1865 ya da bazı rivayetlere göre 1866 yılında Elazığ'ın Palu ilçesinde doğan Şeyh Said Efendi, çocukluğunu Palu ve Hınıs'ta geçirdi. Babası Şeyh Mahmud Fevzi'nin medreselerinde eğitim gördü ve İslami ilimlerde büyük bir birikim kazandı.

Şeyh Said, dönemindeki önde gelen âlimlerden biriydi ve astronomi, felsefe, geometri gibi ilimleri de iyi biliyordu. Ayrıca Kürdçe'nin Kırmanci ve Zazaki lehçeleri ile birlikte Arapça, Farsça, Türkçe, Urduca ve Ermenice gibi dilleri de öğrenmişti.

Kemalist rejimin İslam ve İslami değerlere yönelik saldırıları Şeyh Said Kıyamı'na yol açtı

Şeyh Said Kıyamı, 13 Şubat 1925'te, Dara Hênê (Hani) vilayetinin Eglê (Eğil) bucağına bağlı Piran (Dicle) köyünde başladı. Kemalist rejimin İslam ve İslami kurumlar üzerindeki baskılarına karşı bir tepki olarak ortaya çıktı.

Şeyh Said, yeni rejimin İslamiyet'i hedef almasından büyük rahatsızlık duyuyordu ve buna karşı çıkan mektuplar gönderiyordu. Bu süreçte, Urfa'daki Milli Aşiret Reisi Halil Bey'e gönderdiği mektupta, Şeyh Said Efendi rejimi sert bir dille eleştiriyor ve Müslümanların ayağa kalkmasını öneriyordu.

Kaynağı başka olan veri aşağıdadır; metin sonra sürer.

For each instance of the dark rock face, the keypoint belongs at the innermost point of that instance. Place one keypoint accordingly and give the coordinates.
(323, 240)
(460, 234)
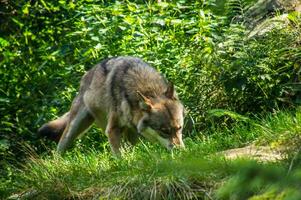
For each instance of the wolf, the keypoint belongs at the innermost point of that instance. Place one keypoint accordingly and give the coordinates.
(124, 96)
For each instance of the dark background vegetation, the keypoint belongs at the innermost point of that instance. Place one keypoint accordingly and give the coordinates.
(209, 49)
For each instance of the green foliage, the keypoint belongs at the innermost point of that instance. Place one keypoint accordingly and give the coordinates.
(148, 171)
(221, 71)
(255, 181)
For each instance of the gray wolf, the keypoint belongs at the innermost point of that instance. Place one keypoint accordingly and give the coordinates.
(124, 96)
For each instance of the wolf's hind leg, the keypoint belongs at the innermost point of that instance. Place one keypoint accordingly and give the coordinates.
(79, 121)
(113, 131)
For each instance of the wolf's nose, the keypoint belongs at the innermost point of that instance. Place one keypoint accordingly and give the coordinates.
(171, 146)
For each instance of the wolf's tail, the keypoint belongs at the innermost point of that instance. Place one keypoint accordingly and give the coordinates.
(53, 130)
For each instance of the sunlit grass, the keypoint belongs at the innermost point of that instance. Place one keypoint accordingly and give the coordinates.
(147, 171)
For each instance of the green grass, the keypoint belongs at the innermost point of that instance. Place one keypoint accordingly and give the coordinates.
(148, 171)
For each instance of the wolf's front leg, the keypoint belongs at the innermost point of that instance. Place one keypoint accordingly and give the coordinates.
(113, 131)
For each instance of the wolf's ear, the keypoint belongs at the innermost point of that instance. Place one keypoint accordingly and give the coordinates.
(170, 92)
(144, 103)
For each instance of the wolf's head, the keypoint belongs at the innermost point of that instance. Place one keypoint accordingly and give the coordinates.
(163, 119)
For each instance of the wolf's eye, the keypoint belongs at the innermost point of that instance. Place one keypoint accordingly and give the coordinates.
(164, 134)
(165, 130)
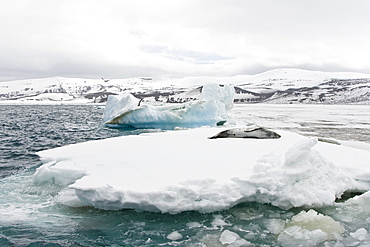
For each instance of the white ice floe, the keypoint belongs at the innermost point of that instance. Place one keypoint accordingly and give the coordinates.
(211, 109)
(182, 170)
(309, 229)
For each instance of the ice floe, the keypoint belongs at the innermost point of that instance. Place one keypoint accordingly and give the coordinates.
(211, 109)
(183, 170)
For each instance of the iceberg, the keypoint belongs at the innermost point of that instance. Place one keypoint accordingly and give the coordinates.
(210, 110)
(182, 170)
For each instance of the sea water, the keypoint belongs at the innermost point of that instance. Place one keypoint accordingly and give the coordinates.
(29, 216)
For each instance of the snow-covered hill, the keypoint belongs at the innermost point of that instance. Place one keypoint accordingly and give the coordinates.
(274, 86)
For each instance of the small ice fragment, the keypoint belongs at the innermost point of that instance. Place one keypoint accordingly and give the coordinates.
(360, 234)
(174, 236)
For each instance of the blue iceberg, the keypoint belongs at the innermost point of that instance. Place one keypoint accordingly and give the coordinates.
(210, 110)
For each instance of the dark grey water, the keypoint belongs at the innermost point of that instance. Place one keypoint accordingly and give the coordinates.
(29, 216)
(26, 129)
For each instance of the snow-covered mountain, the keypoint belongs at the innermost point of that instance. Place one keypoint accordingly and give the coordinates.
(274, 86)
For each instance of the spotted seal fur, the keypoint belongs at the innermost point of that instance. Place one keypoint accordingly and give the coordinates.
(256, 133)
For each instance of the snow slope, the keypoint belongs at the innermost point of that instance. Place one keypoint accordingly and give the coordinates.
(274, 86)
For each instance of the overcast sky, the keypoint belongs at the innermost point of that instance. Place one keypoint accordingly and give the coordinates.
(168, 38)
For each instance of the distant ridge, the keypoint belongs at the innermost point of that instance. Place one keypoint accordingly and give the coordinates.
(273, 86)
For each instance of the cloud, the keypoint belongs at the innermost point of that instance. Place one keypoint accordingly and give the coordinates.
(180, 38)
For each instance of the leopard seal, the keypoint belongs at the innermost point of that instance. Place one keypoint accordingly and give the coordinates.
(255, 133)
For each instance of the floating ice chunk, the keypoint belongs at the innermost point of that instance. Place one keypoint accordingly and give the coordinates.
(363, 201)
(232, 239)
(309, 229)
(174, 236)
(177, 171)
(360, 234)
(274, 225)
(59, 173)
(299, 177)
(211, 109)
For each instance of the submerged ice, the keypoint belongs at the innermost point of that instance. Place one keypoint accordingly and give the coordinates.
(183, 170)
(211, 109)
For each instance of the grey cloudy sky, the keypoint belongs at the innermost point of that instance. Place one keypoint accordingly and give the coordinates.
(166, 38)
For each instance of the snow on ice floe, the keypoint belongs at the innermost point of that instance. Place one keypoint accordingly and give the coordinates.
(126, 110)
(183, 170)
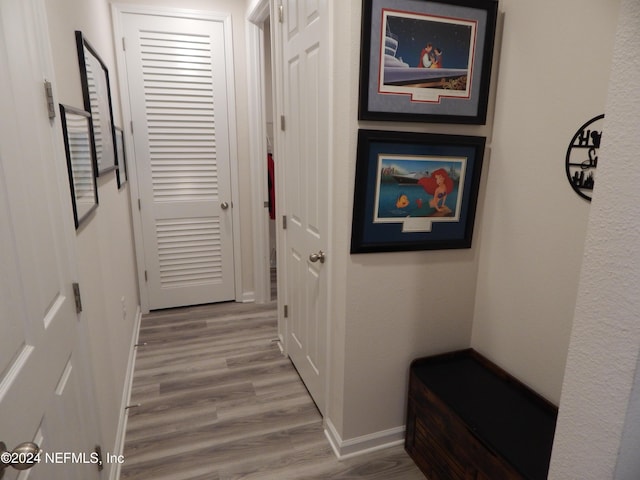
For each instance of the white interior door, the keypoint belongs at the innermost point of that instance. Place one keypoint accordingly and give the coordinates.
(177, 79)
(45, 387)
(306, 77)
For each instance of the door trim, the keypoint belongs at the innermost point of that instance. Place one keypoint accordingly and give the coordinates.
(117, 11)
(258, 148)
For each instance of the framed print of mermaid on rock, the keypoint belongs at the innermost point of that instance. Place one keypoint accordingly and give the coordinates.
(426, 61)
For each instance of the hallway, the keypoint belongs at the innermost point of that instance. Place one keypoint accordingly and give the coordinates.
(218, 401)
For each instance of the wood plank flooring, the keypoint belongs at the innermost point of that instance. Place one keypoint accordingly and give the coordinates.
(218, 401)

Ayaklanmanın başlangıcında, Şeyh Said ve 46 yoldaşı Diyarbakır'da idam edildi. Bu olay, Müslüman Kürd halkı üzerinde derin izler bıraktı ve İslam'a karşı yapılan zulmü hatırlatmak için önemli bir simge oldu.

Şeyh Said'in mücadelesi sadece Kürdistan'a özgü bir hareket değildi, aynı zamanda tarih boyunca var olan hak-batıl mücadelesinin bir örneğiydi.

Cumhuriyetin ilanından sonra Hilafetin kaldırılması ve İslami değerlere yapılan saldırılar, Kürdistan'da da büyük etkilere yol açtı ve Şeyh Said'in hareketine zemin hazırladı.

Şeyh Said'in ölümünden önceki sözleri, onun mücadelesinin ne kadar ilahi ve dini olduğunu ortaya koymaktadır: "Değersiz dallarda asılmama pervam yoktur. Muhakkak ki mücadelem Allah ve dini içindir."

Şeyh Said'in idam edilmesi, Müslüman Kürd halkı üzerinde büyük bir zulüm furyası başlatmış ve İslami ve kültürel değerlere karşı yapılan tasfiyeleri hızlandırmıştır.